I'm trying to understand one part of the proof over here.
After some rearranging using the product rule, we arrive at the representation $$\displaystyle L(v) = \partial_\beta ( \partial_\alpha u \cdot v) + \partial_\alpha( \partial_\beta u \cdot v ) - 2 \partial_{\alpha \beta} u \cdot v.$$ Among other things, this allows for a way to right-invert the underdetermined linear operator ${L}$. As ${u}$ is free, we can use Cramer’s rule to find smooth maps ${w_{\alpha \beta}: ({\bf R}/{\bf Z})^n \rightarrow {\bf R}^d}$ for ${\alpha,\beta=1,\dots,n}$ (with ${w_{\alpha \beta} = w_{\beta \alpha}})$ that is dual to ${\partial_{\alpha \beta} u}$ in the sense that
$$\partial_\alpha u \cdot w_{\alpha' \beta'} = 0$$
$$\partial_{\alpha \beta} u \cdot w_{\alpha' \beta'} = \delta_{\alpha \alpha'} \delta_{\beta \beta'} + \delta_{\alpha \beta'} \delta_{\beta \alpha'} $$ where ${\delta}$ denotes the Kronecker delta.

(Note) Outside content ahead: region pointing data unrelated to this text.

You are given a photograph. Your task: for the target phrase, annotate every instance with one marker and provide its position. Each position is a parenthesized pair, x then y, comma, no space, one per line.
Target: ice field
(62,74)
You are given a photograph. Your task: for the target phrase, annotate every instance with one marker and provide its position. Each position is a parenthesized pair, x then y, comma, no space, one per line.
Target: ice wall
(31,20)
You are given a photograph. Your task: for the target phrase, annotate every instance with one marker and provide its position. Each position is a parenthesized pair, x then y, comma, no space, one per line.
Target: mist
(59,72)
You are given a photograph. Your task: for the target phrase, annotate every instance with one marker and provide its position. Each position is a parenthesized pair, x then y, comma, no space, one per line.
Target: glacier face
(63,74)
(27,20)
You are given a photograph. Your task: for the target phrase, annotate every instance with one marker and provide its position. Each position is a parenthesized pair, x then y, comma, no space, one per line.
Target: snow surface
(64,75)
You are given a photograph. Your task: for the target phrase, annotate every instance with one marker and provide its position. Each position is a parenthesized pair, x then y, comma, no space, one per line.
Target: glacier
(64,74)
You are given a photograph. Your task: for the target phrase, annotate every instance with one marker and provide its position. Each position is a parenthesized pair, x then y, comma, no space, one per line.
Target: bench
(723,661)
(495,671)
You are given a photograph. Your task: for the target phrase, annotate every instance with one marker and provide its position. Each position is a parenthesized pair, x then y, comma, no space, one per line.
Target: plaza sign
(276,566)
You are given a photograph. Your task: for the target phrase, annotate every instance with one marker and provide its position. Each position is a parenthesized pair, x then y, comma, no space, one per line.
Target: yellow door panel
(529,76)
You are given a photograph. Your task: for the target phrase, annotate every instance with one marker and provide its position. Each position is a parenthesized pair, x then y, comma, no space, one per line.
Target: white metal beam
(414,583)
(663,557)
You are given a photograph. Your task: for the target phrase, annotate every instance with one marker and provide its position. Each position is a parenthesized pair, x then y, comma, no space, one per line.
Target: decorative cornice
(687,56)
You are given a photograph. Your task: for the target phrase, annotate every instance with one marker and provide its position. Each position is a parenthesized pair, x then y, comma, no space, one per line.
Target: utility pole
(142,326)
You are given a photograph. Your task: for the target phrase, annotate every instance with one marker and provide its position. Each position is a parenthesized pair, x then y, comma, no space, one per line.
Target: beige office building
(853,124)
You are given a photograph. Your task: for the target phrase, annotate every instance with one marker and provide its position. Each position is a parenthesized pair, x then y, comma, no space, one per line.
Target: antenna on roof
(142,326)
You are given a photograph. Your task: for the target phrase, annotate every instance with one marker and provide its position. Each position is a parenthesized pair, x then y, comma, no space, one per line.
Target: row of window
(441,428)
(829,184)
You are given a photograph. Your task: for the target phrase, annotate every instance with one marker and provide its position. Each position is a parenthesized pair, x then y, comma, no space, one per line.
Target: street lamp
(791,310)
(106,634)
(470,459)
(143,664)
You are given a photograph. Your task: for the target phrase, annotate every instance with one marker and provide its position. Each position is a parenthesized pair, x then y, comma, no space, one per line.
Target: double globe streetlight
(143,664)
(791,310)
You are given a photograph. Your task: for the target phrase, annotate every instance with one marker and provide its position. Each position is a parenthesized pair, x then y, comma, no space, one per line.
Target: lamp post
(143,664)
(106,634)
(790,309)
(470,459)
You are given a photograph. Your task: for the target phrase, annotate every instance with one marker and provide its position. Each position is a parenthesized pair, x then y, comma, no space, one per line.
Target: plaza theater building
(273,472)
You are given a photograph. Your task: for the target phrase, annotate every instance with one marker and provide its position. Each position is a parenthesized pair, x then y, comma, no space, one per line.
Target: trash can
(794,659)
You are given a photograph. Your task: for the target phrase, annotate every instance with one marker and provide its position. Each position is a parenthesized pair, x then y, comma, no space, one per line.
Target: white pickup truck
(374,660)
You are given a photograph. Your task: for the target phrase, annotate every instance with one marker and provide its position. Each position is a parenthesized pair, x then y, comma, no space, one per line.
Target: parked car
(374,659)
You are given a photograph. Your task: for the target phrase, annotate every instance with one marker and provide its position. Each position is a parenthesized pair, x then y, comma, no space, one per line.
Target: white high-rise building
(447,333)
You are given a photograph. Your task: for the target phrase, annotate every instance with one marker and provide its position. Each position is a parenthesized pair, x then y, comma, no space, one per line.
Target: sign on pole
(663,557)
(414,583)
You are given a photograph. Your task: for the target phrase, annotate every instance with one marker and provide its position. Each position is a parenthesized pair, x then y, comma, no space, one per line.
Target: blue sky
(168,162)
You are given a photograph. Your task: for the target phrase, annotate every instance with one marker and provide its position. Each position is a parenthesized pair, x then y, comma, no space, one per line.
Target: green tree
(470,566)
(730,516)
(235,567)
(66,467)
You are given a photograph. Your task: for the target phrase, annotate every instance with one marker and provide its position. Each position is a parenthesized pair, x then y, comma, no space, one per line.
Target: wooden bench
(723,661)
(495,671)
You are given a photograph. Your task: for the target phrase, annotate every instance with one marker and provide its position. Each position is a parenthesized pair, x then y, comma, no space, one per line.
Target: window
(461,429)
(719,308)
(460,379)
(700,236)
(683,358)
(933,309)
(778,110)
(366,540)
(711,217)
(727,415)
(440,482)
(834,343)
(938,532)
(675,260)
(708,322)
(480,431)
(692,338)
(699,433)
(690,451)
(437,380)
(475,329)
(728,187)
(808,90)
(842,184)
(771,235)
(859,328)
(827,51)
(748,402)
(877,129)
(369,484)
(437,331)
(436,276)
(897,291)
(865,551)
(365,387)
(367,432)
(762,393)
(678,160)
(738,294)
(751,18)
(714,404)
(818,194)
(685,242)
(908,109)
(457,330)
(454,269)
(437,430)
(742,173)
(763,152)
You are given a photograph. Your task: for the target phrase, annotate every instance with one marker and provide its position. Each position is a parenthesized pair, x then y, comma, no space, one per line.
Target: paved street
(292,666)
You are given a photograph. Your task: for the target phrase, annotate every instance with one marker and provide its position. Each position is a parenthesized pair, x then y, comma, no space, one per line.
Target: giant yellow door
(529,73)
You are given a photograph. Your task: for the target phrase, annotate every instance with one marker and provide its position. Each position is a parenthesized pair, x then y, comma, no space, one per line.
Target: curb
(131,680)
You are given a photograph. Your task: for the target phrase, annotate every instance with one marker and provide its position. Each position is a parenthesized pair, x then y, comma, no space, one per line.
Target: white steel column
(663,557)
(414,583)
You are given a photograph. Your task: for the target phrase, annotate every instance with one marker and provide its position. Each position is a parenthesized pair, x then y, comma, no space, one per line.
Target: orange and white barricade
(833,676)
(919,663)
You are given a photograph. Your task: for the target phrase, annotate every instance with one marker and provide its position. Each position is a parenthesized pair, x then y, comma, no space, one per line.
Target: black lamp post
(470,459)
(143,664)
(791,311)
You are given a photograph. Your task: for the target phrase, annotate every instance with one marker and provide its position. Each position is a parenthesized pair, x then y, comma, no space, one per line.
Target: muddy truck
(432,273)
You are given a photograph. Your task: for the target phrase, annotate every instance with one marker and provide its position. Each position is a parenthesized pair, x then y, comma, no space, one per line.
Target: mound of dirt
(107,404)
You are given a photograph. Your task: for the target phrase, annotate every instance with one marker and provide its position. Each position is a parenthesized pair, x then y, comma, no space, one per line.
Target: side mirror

I believe the relevant part for $u$ being free is over here
there are no dependencies whatsoever between the ${n + \frac{n(n+1)}{2}}$ scalar functions ${\partial_\alpha u \cdot v}, {\alpha=1,\dots,n}$ and ${\partial_{\alpha \beta} u \cdot v}, {1 \leq \alpha \leq \beta \leq n}$.
I am not able to see how Cramer's rule is applied over here to obtain the two equations involved and how does it guarantee the smoothness of the map (inverse of a matrix being smooth?).
The ideas over here seems to be very relevant but I have not been successful in trying to reframe it to the problem here and figuring out how Cramer's rule fit into the picture. Any help would be greatly appreciated!